Já o professor Caichiolo argumenta que o ataque
na Rússia não necessariamente indica um ressurgimento do grupo terrorista como
uma “ameaça internacional”, mas sim reafirma sua contínua presença
ameaçadora, que persiste ao longo do tempo, afetando uma gama de países e
regiões de forma constante.
“De fato o Estado Islâmico recrudesceu
comparativamente do que era há pouco menos de uma década, quando então se
aproveitou da guerra civil em curso na Síria para criar o seu próprio Estado no
meio do Iraque e da Síria. Entretanto, ainda que os ataques assumidos pelo
grupo tenham diminuído em termos numéricos, eles continuam ocorrendo em
patamares altos. Conforme relatório publicado pelo The Washington Institute for
Near East Policy, desde março do ano passado para cá o Estado Islâmico assumiu
a responsabilidade por 1.121 ataques, que mataram ou feriram cerca de 4.770
pessoas”, disse.
Dias antes do ataque em Moscou, a
Alemanha já havia anunciado a prisão de dois afegãos suspeitos de planejar um atentado
contra o Parlamento sueco. Ambos os indivíduos, identificados pelas
autoridades alemãs como um membro do EI e um apoiador, estavam recebendo
instruções do grupo terrorista e coletando dinheiro para realizar o ataque, que
seria uma “resposta” do EI contra a queima dos alcorões que ocorreram no país
escandinavo.
Segundo informações da agência Associated
Press (AP), o porta-voz do Ministério do Interior da Alemanha, Cornelius
Funke, disse logo após o ataque na Rússia que ameaça dos extremistas islâmicos
no país continuava “aguda”.
Na França, o alerta de terrorismo foi elevado ao
nível máximo dias após o ataque em Moscou. O primeiro-ministro francês, Gabriel
Attal, anunciou a medida no domingo (24), destacando a gravidade das ameaças
terroristas que pesam sobre o país, que já sofreu com o EI em 2015.

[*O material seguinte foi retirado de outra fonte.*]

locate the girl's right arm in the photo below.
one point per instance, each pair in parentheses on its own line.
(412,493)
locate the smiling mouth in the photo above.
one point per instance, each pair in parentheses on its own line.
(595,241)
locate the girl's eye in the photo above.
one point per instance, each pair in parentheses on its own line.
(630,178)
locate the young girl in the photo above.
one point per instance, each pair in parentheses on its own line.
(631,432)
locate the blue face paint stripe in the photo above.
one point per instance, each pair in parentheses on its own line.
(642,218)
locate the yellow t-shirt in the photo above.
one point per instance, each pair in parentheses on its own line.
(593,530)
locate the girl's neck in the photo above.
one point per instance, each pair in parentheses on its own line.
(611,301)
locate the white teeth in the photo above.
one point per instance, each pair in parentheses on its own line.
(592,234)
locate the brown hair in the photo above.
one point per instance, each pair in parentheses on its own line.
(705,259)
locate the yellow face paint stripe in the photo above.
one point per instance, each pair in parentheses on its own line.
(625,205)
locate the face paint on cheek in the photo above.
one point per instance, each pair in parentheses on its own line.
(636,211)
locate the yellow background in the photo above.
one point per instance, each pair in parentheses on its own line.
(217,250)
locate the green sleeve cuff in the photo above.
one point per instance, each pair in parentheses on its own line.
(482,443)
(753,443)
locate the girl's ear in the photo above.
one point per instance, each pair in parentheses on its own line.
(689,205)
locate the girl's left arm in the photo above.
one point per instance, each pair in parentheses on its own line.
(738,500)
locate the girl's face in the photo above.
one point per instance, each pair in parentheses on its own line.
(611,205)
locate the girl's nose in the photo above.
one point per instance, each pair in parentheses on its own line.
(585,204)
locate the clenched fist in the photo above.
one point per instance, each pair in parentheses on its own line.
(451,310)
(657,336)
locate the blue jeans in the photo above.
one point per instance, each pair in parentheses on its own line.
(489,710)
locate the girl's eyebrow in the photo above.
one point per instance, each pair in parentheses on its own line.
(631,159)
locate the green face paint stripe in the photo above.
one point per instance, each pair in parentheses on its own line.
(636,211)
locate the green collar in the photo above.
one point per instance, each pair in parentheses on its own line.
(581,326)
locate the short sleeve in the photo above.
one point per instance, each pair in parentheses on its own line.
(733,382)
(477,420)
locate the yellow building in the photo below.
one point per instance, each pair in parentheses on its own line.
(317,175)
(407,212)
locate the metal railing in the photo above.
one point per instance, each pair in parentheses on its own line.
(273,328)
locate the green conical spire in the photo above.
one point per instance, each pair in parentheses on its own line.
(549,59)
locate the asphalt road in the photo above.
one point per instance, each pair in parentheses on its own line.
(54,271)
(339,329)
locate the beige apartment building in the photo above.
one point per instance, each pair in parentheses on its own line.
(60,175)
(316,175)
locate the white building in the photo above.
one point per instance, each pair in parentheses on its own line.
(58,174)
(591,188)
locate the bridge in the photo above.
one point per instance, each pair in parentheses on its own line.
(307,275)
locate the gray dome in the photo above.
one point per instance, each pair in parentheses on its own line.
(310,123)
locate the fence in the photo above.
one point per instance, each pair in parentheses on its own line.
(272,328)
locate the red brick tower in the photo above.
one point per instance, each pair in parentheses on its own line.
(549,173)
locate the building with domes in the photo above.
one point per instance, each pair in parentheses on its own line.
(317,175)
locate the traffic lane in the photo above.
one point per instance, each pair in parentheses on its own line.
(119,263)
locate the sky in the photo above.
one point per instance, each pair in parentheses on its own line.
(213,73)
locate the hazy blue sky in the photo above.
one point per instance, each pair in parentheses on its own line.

O presidente Emmanuel Macron chegou a revelar que
o ISIS-K já tentou realizar “vários” ataques na França. O plano Vigipirate,
um instrumento de vigilância e prevenção máxima contra o terrorismo, foi
acionado em sua forma mais intensa no país, que realizará a partir de julho os Jogos
Olímpicos.
Em sua análise ao The Conversation, Barton
destacou que as autoridades europeias já prenderam diversos terroristas do
ISIS-K em várias ocasiões. Na sua visão, o ataque em Moscou evidencia a “imediata
e substancial ameaça representada pelo grupo”, após anos de alertas sobre sua
capacidade de retomar uma campanha terrorista internacional.
“Se o ISIS-K for realmente responsável pelo
ataque em Moscou, devemos nos preparar para mais tentativas de ataques – não
apenas na Rússia, mas em toda a Europa”, escreveu Barton.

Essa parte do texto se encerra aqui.